Zurück in die Selbstständigkeit

Auf einer Wanderung brach Béatrice Flückiger plötzlich zusammenbrach. Im Spital bekam sie die Diagnose Hirnblutung mit Halbseitenlähmung links. Ein Schock. Und ein grosser Einschnitt in ihr bis anhin so aktives, selbstbestimmtes Leben. Wie sie den Weg zurück in ein aktives Leben gefunden hat und wie es ihr erging verrät Sie im Interview.

Beatrice Flückiger in der Küche.

Vor ihrem Schlaganfall war Béatrice Flückiger kerngesund und berufstätig. Sie arbeitete als Hauswirtschaftslehrerin und auch privat stand bei ihr immer etwas auf dem Programm.

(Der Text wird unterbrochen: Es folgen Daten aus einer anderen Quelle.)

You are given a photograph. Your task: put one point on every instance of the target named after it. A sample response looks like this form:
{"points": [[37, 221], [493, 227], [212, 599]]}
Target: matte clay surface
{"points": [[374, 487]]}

Die ausgebildete Wanderleiterin war gerade auf einer Wanderung, als sie plötzlich zusammenbrach. Im Spital bekam sie die Diagnose Hirnblutung mit Halbseitenlähmung links. Ein Schock. Und ein grosser Einschnitt in ihr bis anhin so aktives, selbstbestimmtes Leben.

Reha: Was war für Sie die grösste Herausforderung nach der Hirnblutung?

Béatrice Flückiger: Nach 5-monatigem Spital- und Rehabilitationsaufenthalt wollte ich in mein schönes Heim zurückkehren (und nicht in eine rollstuhlgängige Wohnung, wie mir geraten wurde). Dort wollte ich meine Selbständigkeit zurückerlangen. Dies schien mir am Anfang beinahe ein Ding der Unmöglichkeit, denn ich lebte alleine. Zudem war ich ein Jahr lang auf den Rollstuhl angewiesen. Meine allergrösste Herausforderung war es, den Sinn meines neuen Lebens zu finden und zurückzugewinnen. 60 Jahre lang hatte ich diesen nie wirklich suchen müssen. Der Musiktherapeut half mir dabei, indem er einmal meinte: «Sie müssen nur SEIN.» Ich bin ihm immer noch sehr dankbar für diesen weisen Rat, obwohl es dauerte, bis ich begriffen habe, wie dieser umzusetzen ist.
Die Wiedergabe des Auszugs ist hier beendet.